O professor afirma que nas luas de Júpiter poderemos estabelecer bases permanentes, como a de Marte. Algumas delas são grandes e de boa gravitação. Dependendo do que encontrarmos, determinaremos nosso curso de ação.

Entretanto, o clima a bordo é emocionante porque estamos prestes a atravessar o Cinturão de Asteroides, onde outrora esteve o planeta Ran, que dominou o quadrante segundo os escritos de Angopak.

Von Kruger lamenta não poder ver Ceres, que está a milhões de kms à direita de nossa rota, em oposição crescente.

O capitão determinou que se detectarmos algo interessante nos asteroides próximos, sempre que sejam grandes; façamos uma parada para examiná-los. Isto encheu de felicidade ao professor, que sempre afirmou que naqueles cascalhos deve haver vestígios da civilização de Ran. Este é outro ponto de discrepância entre o professor e o capitão.

Von Kruger é partidário de procurar hipotéticas ruínas que poderiam vir a

existir na zona de asteroides; mas o capitão afirma que a resposta está nas luas dos gigantes gasosos. Nesse ponto sempre intervêm o comandante Boris, apoiando o capitão de acordo com os escritos de Angopak, já que foi ele quem fez o primeiro contato com essa velha civilização marciana.

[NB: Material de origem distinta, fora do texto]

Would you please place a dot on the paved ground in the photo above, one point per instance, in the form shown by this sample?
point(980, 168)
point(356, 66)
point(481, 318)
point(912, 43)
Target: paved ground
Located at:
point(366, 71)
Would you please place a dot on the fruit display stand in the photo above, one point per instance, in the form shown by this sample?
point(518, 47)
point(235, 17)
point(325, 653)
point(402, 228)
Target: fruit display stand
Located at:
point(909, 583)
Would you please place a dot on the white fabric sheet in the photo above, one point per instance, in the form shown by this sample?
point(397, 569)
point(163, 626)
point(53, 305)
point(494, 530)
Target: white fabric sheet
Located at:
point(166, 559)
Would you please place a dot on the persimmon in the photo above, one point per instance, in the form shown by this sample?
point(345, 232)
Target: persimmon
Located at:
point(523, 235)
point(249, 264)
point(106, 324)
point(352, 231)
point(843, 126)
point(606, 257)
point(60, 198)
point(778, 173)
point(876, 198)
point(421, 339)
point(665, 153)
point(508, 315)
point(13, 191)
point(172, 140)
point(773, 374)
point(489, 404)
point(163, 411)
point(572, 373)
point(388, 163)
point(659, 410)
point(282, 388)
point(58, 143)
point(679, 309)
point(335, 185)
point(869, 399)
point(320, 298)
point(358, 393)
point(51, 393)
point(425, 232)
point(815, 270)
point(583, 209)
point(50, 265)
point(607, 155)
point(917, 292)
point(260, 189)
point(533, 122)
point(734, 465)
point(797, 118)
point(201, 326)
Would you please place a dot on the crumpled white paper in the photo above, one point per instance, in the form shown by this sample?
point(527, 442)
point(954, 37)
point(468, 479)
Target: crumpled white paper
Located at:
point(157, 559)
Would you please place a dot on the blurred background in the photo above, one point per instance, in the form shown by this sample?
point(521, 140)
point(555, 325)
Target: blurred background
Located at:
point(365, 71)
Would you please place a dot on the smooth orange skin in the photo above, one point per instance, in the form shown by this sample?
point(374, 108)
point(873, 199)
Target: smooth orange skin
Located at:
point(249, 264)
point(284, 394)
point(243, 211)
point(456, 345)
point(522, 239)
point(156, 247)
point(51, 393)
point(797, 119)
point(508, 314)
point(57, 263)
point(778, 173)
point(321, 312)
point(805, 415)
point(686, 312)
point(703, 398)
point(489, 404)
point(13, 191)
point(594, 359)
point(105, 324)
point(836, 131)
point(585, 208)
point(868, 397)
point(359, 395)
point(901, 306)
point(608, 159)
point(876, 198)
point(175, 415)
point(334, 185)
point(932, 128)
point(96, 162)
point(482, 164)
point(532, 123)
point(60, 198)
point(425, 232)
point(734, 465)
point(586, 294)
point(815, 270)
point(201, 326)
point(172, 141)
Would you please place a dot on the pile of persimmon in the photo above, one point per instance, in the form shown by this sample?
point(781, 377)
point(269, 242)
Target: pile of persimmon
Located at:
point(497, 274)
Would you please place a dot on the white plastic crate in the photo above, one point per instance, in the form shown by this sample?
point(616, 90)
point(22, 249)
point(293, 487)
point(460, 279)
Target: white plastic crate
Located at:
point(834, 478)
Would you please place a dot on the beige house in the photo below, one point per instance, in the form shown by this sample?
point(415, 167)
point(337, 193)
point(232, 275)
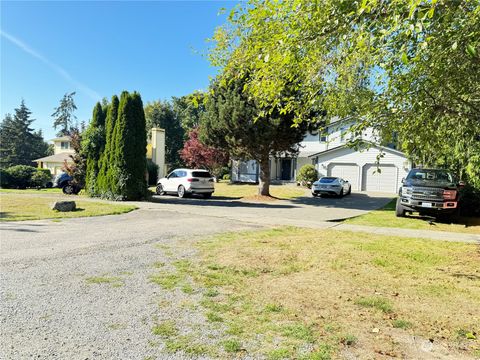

O professor, cético, alega a ambiguidade de tais escritos, baseando-se nas suas conversas com os hariezanos Lon Vurián e Vurón Garlak, que os consideram lenda.

Isso irrita o capitão; antártico fanático e muito bem doutrinado; que joga na cara do professor o ceticismo. Faz-lhe ver que os céticos não deram ouvidos aos caluniados esclarecidos que tentavam alertar o povo

inocente há várias décadas; pelo que o mundo foi tomado facilmente pela sinistra Nova Ordem Mundial.

O comandante Boris cita como exemplo o alemão Schliemann; do século XIX, que com a Ilíada numa mão e um mapa na outra, achou a mítica cidade de Troia, na Turquia. Assim, pois o Herr Professor não tem mais argumentos e tem que se render.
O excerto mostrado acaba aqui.